Discovery Files

Scientists complete first map of an insect brain

In the quest to understand how we think, 'everything has been working up to this'

Researchers have completed the most advanced brain map to date, that of an insect, a landmark achievement in neuroscience that brings scientists closer to true understanding of the mechanism of thought.

The team, led by researchers at Johns Hopkins University and the University of Cambridge, produced a detailed diagram, or connectome, tracing every neural connection in the brain of a larval fruit fly, an archetypal scientific model with brains comparable to humans.

The U.S. National Science Foundation-supported work, likely to underpin future brain research and to inspire new machine learning architectures, appears in the journal Science.

"If we want to understand who we are and how we think, part of that is understanding the mechanism of thought," said senior author Joshua Vogelstein of Johns Hopkins. "And the key to that is knowing how neurons connect with each other."

The team's connectome of a fruit fly, Drosophila melanogaster, is the most complete as well as the most expansive map of an entire insect brain ever completed. It includes 3,016 neurons and every connection between them: 548,000. Vogelstein said that "everything has been working up to this."
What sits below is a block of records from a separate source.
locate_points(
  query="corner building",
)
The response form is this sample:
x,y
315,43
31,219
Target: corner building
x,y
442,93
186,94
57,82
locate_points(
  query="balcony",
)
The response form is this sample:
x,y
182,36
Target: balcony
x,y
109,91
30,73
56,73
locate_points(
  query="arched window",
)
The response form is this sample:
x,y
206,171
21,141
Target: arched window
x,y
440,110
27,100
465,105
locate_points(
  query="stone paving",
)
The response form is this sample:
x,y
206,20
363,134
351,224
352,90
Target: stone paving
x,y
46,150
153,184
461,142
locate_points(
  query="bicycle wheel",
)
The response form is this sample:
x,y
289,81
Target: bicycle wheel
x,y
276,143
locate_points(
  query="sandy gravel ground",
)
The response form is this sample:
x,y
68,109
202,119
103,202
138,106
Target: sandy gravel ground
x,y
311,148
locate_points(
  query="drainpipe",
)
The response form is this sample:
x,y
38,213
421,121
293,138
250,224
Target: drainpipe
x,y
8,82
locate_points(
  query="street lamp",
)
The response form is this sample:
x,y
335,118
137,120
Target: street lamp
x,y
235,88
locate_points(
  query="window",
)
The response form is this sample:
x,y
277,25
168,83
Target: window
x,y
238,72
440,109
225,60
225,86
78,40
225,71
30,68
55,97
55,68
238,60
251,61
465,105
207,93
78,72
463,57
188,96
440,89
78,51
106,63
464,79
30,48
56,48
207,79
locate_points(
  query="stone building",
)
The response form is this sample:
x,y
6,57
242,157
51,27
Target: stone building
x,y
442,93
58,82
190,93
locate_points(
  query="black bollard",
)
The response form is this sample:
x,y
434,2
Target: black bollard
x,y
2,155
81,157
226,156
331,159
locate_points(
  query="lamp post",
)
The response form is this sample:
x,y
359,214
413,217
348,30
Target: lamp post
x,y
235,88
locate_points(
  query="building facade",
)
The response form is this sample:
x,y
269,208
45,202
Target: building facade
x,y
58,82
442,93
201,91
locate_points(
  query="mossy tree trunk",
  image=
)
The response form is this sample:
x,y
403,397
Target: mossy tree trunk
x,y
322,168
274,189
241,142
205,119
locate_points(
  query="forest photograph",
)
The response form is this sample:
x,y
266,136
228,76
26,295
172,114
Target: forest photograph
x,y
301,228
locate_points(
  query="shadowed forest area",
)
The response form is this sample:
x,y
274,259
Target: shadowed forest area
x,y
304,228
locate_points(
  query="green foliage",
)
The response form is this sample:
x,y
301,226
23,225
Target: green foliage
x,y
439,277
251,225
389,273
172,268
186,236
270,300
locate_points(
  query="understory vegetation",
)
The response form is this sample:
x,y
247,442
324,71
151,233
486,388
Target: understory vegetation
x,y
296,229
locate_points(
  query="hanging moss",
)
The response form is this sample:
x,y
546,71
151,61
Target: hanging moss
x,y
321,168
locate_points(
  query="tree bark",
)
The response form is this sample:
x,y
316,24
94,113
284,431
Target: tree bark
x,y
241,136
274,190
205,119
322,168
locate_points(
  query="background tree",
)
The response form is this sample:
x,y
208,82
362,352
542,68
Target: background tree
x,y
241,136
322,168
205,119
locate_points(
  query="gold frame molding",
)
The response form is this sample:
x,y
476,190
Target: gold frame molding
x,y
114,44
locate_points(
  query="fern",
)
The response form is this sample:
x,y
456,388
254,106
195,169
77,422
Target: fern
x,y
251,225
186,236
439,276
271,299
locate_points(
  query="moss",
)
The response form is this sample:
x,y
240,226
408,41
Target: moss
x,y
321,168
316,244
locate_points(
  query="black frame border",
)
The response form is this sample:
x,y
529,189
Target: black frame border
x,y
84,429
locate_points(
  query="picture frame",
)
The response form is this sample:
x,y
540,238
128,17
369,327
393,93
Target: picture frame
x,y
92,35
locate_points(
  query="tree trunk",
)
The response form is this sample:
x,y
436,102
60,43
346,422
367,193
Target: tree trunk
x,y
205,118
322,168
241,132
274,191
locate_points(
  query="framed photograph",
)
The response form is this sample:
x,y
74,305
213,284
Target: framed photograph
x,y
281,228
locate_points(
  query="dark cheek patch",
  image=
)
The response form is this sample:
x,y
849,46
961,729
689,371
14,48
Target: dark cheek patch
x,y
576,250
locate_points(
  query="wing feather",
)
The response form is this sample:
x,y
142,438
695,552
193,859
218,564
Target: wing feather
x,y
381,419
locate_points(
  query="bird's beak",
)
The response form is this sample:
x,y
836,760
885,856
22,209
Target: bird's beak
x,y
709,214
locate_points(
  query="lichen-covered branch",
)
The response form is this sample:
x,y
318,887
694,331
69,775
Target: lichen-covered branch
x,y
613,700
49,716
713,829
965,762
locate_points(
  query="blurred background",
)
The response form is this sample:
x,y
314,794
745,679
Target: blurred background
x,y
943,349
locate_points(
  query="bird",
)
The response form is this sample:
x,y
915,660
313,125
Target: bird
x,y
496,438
Mapping whole brains is difficult and extremely time-consuming, even with the best modern technology. Getting a complete cellular-level picture of a brain requires slicing the brain into hundreds or thousands of individual tissue samples, all of which have to be imaged with electron microscopes before the painstaking process of reconstructing all those pieces, neuron by neuron, into a full, accurate portrait of a brain.

The researchers chose the fruit fly larva because, for an insect, the species shares much of its fundamental biology with humans, including a comparable genetic foundation. It also has rich learning and decision-making behaviors, making it a useful model organism in neuroscience. And for practical purposes, its relatively compact brain can be imaged and its circuits reconstructed in a reasonable timeframe.

The team charted every neuron and every connection, and categorized each neuron by the role it plays in the brain. They found that the brain's busiest circuits were those that led to and away from neurons of the learning center.

The methods developed are applicable to any brain connectome project, and their code is available to whomever attempts to map an even larger animal brain, Vogelstein said, adding that despite the challenges, scientists are expected to take on the mouse, possibly within the next decade.

"Having connectomes, such as the fly brain connectome developed here, for diverse organisms will open the brain up to everyone -- schoolchildren, citizen scientists, researchers and others curious about the inner workings of the brain," said Edda Thiels, a program director in NSF's Division of Biological Infrastructure.